The SGaan Kinghlas-Bowie Seamount MPA Management Board consists of two representatives from the Council of the Haida Nation (CHN) and two representatives from Fisheries and Oceans Canada (DFO). The Management Board seeks to operate by consensus and makes recommendations to the CHN and DFO for their final decisions.

The planning of the SGaan Kinghlas-Bowie Seamount MPA are based on six guiding principles reflected in Haida ethics, values, and laws:

·       Yahgudang (respect);

·       Gin’laa hl isdaa.uu. (responsibility);

·       Gin ‘waadluwaan gud ahl k waagiidang (interconnectedness);

·       Gin’waadluwaan damaan tl’kinggang (balance);

·       Gin k’aaydaangga Giiy uu tl’a k’anguudangs (seeking wise counsel);

·       and ‘Isda isghyaan diigaa isdii (giving and receiving).

As Haida lawyer, gid7ahl-Gudsllay Terri-Lynn Williams-Davidson explains, “These values underpin Haida laws and are reflected in them.” In other words, through the inclusion of these guiding principles, Haida laws and ethics play a major role in shaping and guiding the establishment and management of the SGaan Kinghlas-Bowie Seamount MPA.

 
 

Concluding Reflections

IPCAs offer a pathway for the Crown to recognize and affirm Indigenous laws and governance.

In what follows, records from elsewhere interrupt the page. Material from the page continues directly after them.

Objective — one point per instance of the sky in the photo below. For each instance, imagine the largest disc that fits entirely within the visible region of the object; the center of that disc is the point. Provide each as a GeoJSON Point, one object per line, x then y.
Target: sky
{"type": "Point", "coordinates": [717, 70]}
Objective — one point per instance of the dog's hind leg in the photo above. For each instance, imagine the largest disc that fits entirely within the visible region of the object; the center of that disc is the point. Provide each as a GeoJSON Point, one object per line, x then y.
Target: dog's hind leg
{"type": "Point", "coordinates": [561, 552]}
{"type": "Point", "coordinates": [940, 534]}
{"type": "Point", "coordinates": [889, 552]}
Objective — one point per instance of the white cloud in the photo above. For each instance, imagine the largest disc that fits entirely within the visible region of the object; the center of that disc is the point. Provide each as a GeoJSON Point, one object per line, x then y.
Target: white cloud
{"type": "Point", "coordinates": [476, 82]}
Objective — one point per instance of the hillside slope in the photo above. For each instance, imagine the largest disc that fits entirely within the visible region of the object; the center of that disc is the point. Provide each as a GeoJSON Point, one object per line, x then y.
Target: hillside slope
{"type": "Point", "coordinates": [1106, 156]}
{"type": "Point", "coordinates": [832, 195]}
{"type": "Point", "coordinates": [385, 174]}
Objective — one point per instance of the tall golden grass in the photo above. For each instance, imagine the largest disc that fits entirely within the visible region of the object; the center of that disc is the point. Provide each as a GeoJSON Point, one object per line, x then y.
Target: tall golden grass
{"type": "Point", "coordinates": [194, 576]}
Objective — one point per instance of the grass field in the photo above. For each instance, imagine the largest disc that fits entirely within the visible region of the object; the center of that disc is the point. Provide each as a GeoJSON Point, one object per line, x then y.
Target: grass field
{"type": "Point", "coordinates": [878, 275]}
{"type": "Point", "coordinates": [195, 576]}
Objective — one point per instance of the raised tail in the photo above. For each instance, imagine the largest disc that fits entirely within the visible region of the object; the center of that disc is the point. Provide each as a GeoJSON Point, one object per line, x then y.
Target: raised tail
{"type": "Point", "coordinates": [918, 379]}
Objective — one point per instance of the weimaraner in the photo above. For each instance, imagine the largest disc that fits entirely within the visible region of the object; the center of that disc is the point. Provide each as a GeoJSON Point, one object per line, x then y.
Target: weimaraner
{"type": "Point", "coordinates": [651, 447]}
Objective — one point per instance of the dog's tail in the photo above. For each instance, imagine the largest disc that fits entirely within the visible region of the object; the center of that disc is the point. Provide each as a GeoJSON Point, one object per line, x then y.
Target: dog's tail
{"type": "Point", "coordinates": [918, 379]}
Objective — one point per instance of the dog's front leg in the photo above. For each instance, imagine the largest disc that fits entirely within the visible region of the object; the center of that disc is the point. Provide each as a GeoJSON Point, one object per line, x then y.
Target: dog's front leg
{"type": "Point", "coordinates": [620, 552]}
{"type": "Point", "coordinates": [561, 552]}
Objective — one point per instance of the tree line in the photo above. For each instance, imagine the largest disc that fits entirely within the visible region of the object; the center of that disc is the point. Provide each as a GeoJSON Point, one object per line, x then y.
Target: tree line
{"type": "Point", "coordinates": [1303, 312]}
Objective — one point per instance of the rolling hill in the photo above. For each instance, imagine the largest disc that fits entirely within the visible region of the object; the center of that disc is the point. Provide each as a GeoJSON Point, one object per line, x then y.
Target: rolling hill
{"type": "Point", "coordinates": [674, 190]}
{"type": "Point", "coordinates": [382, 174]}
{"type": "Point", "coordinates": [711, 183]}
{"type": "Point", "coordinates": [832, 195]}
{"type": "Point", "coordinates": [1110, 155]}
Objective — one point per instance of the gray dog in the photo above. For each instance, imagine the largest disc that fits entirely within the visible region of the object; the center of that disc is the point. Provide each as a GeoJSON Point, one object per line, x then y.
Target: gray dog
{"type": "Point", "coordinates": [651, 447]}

They provide opportunities to develop new institutions for reconciling Crown and Indigenous laws and decision-making in the establishment of new protected areas.

Mutual recognition of Indigenous and Crown jurisdictions throughout the establishment, management and operation of IPCAs can advance effective conservation and provide a pathway for reconciliation. IPCAs offer clear and compelling benefits for both Indigenous and Crown governments that go well beyond conservation.

Indigenous law is now being recognized and realized in Canada through a growing body of legal decisions, legislative changes, modern treaties and other constructive agreements between Indigenous peoples and public (or Crown) governments. IPCA establishment is just one way in which Indigenous laws are being recognized and affirmed in Canada today, but they are having a significant and positive impact on conservation.

As the establishment of Thaidene Nëné and SGaan Kinghlas-Bowie Seamount demonstrate, the recognition of Indigenous law and shared decision-making substantially reduces conflicts and fosters relationships that advance mutual learning and effective decision-making. These elements are increasingly critical for addressing present and future challenges in conservation.

 Indigenous nations will continue to establish IPCAs as spaces to actively govern their territories and implement and pass on their knowledge and laws to future generations. It is now up to Crown governments to make the necessary changes in their own policies to enable IPCAs to become a part of their own pathway to conservation and reconciliation.